Ein weiteres Kennzeichen der bayerischen Biergärten ist, dass man dort seine selbst mitgebrachte Brotzeit verspeisen darf – nur das Bier (das übrigens traditionell in einem Krug mit Deckel serviert wurde, damit Insekten und Blätter aus den schattenspendenden Bäumen nicht hineinfallen) oder andere Getränke muss man kaufen.
Biergärten haben sich von Bayern mittlerweile in die ganze Republik verbreitet, wenn auch nicht immer mit der Selbstverpflegungs-Regel.
Biergartengeschichte
Zu König Ludiwigs Zeiten trank man in Bayern überwiegend untergäriges Bier, das zum Gären Temperaturen zwischen 4 und 9° Celsius benötigt.

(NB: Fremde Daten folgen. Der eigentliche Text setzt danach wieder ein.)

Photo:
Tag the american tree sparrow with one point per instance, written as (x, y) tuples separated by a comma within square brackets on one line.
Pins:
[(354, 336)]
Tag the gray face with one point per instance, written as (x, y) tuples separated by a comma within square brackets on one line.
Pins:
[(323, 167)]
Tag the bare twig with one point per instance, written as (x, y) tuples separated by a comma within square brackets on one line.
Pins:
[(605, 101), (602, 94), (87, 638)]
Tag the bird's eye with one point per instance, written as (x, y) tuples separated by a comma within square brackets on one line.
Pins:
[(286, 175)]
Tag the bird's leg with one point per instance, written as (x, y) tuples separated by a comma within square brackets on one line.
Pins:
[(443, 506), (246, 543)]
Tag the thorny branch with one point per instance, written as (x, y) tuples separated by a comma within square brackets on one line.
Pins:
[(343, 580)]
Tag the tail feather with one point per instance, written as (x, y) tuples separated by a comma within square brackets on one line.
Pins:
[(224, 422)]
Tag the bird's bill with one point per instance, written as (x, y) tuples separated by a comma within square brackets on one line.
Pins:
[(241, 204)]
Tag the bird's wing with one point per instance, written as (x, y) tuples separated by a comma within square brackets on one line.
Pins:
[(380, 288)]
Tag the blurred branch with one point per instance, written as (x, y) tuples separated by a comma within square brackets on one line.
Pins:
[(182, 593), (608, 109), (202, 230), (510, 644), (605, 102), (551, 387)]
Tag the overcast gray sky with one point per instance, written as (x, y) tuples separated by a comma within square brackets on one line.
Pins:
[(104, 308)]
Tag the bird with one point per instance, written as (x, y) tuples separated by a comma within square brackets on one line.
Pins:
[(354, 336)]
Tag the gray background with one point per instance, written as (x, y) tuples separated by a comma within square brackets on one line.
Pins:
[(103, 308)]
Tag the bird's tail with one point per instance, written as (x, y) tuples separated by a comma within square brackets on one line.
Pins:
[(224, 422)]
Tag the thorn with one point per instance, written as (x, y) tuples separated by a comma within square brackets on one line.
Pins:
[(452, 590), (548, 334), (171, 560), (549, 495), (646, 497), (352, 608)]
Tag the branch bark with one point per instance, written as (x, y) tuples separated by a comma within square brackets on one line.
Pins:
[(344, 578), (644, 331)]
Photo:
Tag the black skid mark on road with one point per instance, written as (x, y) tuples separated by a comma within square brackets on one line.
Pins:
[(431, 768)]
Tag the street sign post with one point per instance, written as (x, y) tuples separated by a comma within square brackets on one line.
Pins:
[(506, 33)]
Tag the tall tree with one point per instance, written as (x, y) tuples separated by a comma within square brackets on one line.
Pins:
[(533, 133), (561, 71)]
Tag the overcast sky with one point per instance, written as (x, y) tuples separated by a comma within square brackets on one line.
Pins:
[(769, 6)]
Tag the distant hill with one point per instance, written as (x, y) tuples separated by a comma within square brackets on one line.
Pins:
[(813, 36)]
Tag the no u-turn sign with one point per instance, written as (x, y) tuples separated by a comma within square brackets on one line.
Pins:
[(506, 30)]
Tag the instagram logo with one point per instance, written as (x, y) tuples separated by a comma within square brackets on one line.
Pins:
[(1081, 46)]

Die Brauerei war zudem von der Obrigkeit auf den Zeitraum „zwischen Michaeli (29. September) und Georgi (23. April)“, also das Winterhalbjahr, beschränkt. Denn im Sommer war die Brandgefahr durch Siedefeuer für die Städte zu groß.
Damit das Bier für den Sommer auch noch reiche, musste es gekühlt werden. Dafür nutzten die Brauer zum Beispiel natürliche Höhlen, die sie mit winterlichem Eis vom See auffüllten (wie das bis ins 20. Jahrhundert z. B. noch in der Eifel gemacht wurde). Oder sie gruben sich Erdkeller für die Bierfässer.
In München war das Problem der Grundwasserspiegel – man konnte nicht tief genug graben, um einen ganzjährig kühlen Keller zu bekommen. Also ließen sich die findigen Münchner Brauer etwas einfallen: Sie pflanzten Kastanien über ihre Keller und bestreuten den Boden mit hellem Kies, um die Sonnenwärme schon oberirdisch zu bremsen. Kombiniert mit See-Eis reichte das dann aus, um das Bier schön kühl zu halten.
Und weil sich unter den Bäumen auch die Menschen in der Sommerhitze wohlfühlten, schenkten die Brauer das Bier gleich selber aus. Das führte fast zu einem Aufstand der Wirte, die ihr Geschäft bedroht sahen – und König Ludwig I. erließ eine Biergartenverordnung, um die Rebellion abzuwenden.
Er erlaubte den Brauern zwar, weiterhin Bier auszuschenken – aber sie durften kein Essen dazu anbieten. Stattdessen konnte sich jeder Besucher seine eigene Brotzeit mitbringen. Und so schmecken Radi und Obatzda aus dem eigenen Picknickkorb in München und Umgebung auch heute noch im Biergarten.
Biergärten in der Pfalz
Weil Biergärten eine bayerische Erfindung sind, verwundert es kaum, dass in der an sich eher weinseligen Pfalz gerade die Kaiserstadt Speyer, die zwischen 1816 und 1945 bayerisch regiert war, mit besonders schönen Biergärten verlockt: Gemütlich sitzt man beispielsweise im Biergarten der Domhofbrauerei unter Linden und Kastanienbäumen und genießt ein frisch gezapftes Domhof-Bier aus eigener Herstellung.
Oder man lässt im „Alten Hammer“, Speyers ältestem Biergarten, den sommerlichen Blick wie andere Gäste schon seit 1919 nach unten auf die Rheinpromenade und den Rhein schweifen.
In Schifferstadt bietet das „Bistro Chalet“ einen schnuckeligen kleinen Biergarten mit 102 Plätzen im Kopfsteinpflasterhof neben dem Fachwerk-Restaurant. Hier schmecken auch ein deftiger Flammkuchen und statt einem Bierchen eine erfrischende Weinschorle. Die Oxe Tapasbar hat zwar keinen Biergarten im Bayerischen Sinne, aber man kann in einem schönen Hof unter Schirmen sitzen und den Blick auf das Alte Rathaus, einen historischen Fachwerkbau von 15?? Und den Garten des Rathauses genießen.
Unter Platanen sitzt man im „Gasthaus am Fluss“ in Mannheim, nur etwa rund 500 Meter vom Hauptbahnhof und 200 Meter von der Jugendherberge entfernt. Der Blick auf den Rhein und das mediterran angehauchte Ambiente mit Buchsbäumchen in bauchigen Amphoren und blühenden Pflanzen überall ist genau richtig für einen gemütlichen Ausklang des Arbeitstages.